The associations also underline the need to develop a financing and refinancing plan for the sector. This plan should provide for a series of new credit lines with the Official Credit Institute (Instituto de Crédito Oficial, ICO) for farmers, livestock breeders and farming cooperatives, along with measures to refinance the existing debt. In addition, they are calling for a tax reform that will increase compensatory value added tax (VAT) for the agriculture sector and apply a reduced VAT rate to agriculture input.
Finally, the farming associations urge national and European policymakers to continue the CAP beyond the year 2013 – that is, when the new EU budget allocations will be determined for the various policy areas for 2014 and beyond. In addition, the farming associations are calling for a reform of the Common Market Organisations (CMO) with the aim of establishing market management measures and price references linked to production costs.

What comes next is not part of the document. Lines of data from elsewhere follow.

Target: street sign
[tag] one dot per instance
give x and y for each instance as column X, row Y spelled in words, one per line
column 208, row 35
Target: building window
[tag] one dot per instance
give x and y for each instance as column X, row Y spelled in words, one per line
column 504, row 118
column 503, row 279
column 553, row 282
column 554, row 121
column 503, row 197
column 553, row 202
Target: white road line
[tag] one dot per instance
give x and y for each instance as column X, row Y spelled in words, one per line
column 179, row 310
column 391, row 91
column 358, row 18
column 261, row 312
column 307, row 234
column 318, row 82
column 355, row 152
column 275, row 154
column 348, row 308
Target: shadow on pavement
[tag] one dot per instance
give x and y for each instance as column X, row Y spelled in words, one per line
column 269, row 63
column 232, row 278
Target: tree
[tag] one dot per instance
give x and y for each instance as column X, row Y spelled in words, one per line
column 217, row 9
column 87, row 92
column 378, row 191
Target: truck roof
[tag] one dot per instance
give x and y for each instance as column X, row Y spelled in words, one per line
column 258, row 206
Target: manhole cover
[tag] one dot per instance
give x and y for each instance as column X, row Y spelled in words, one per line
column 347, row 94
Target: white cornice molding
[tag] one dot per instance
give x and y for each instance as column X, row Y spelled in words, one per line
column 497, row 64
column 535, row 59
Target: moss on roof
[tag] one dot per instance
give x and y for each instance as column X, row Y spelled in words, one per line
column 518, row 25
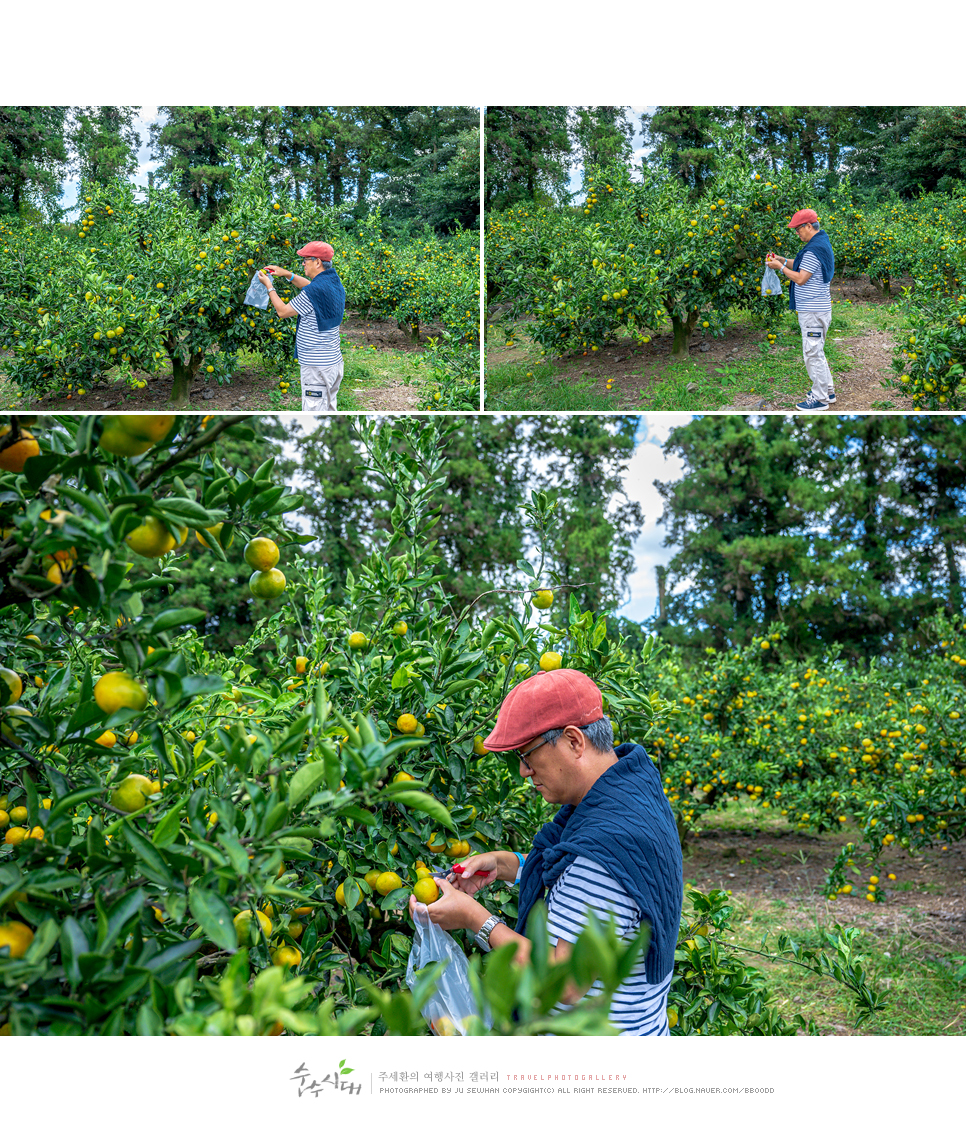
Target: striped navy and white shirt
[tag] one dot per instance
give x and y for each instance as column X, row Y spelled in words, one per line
column 638, row 1005
column 314, row 347
column 815, row 295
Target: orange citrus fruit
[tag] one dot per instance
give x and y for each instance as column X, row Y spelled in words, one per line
column 15, row 456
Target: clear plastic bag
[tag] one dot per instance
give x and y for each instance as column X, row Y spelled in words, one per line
column 257, row 294
column 452, row 1002
column 771, row 283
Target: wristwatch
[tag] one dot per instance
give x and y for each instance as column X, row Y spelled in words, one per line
column 483, row 935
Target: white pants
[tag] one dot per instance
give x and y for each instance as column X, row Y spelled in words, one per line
column 814, row 327
column 320, row 386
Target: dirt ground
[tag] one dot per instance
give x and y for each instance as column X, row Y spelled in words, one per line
column 249, row 391
column 634, row 369
column 790, row 866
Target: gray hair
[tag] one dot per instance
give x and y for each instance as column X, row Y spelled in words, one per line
column 600, row 733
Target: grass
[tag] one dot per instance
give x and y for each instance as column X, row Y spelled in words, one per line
column 522, row 378
column 918, row 981
column 532, row 387
column 367, row 370
column 922, row 982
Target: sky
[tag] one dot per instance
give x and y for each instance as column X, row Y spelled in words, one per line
column 646, row 465
column 146, row 115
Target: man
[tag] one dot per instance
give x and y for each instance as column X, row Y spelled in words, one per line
column 808, row 294
column 613, row 849
column 320, row 307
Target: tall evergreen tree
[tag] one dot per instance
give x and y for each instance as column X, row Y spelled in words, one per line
column 195, row 146
column 601, row 135
column 32, row 158
column 105, row 142
column 528, row 151
column 593, row 543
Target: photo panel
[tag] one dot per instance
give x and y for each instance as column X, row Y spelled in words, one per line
column 243, row 257
column 627, row 258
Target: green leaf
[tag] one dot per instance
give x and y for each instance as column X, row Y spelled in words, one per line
column 168, row 827
column 305, row 781
column 149, row 857
column 212, row 916
column 421, row 802
column 179, row 617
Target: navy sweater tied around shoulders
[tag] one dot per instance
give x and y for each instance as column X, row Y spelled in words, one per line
column 625, row 823
column 821, row 247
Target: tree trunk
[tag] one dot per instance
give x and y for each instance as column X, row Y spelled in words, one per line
column 682, row 334
column 183, row 374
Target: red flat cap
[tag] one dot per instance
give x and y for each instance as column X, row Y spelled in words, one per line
column 318, row 250
column 547, row 701
column 802, row 216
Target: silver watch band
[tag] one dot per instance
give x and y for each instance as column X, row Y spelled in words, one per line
column 483, row 935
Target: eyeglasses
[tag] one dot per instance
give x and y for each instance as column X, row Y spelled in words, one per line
column 524, row 754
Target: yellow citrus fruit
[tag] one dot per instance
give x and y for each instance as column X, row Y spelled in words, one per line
column 16, row 937
column 266, row 584
column 133, row 434
column 287, row 957
column 260, row 554
column 11, row 720
column 216, row 531
column 15, row 456
column 14, row 684
column 152, row 538
column 133, row 793
column 387, row 882
column 117, row 691
column 426, row 890
column 244, row 924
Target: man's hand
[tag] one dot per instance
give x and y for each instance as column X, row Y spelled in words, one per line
column 482, row 869
column 452, row 910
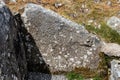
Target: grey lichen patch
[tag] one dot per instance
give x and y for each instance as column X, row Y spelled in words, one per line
column 63, row 44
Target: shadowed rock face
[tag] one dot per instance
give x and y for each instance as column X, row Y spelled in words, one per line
column 12, row 54
column 63, row 44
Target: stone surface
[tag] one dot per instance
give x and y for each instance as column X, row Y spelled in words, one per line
column 42, row 76
column 115, row 70
column 111, row 49
column 13, row 64
column 19, row 54
column 114, row 23
column 63, row 44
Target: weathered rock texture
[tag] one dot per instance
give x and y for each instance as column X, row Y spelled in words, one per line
column 63, row 44
column 13, row 64
column 114, row 23
column 111, row 49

The rally organised by the farming and livestock breeding associations represented the greatest protest action ever organised in the agriculture sector in the history of Spanish democracy. Some 200,000 people participated in the protest action, according to the associations, whereas the Spanish news agency EFE reported that only 12,500 people took part in the protest. The Secretary General of the People’s Party (Partido Popular, PP), María Dolores Cospedal, and the Leader of the United Left Party (Izquierda Unida, IU), Cayo Lara, also participated in the protest, with the farming associations thanking them for their support. The government was represented by a spokesperson of the State Secretary of MARM, Alicia Villauriz, who indicated that the government acknowledges that there are problems regarding prices and production costs in the agriculture sector. The government also agrees with the position of the farming associations concerning an extension of the CAP beyond 2013. However, in contrast with the associations’ financial demands, Ms Villauriz highlighted that the agriculture sector already receives subsidies and aids worth €7 billion annually.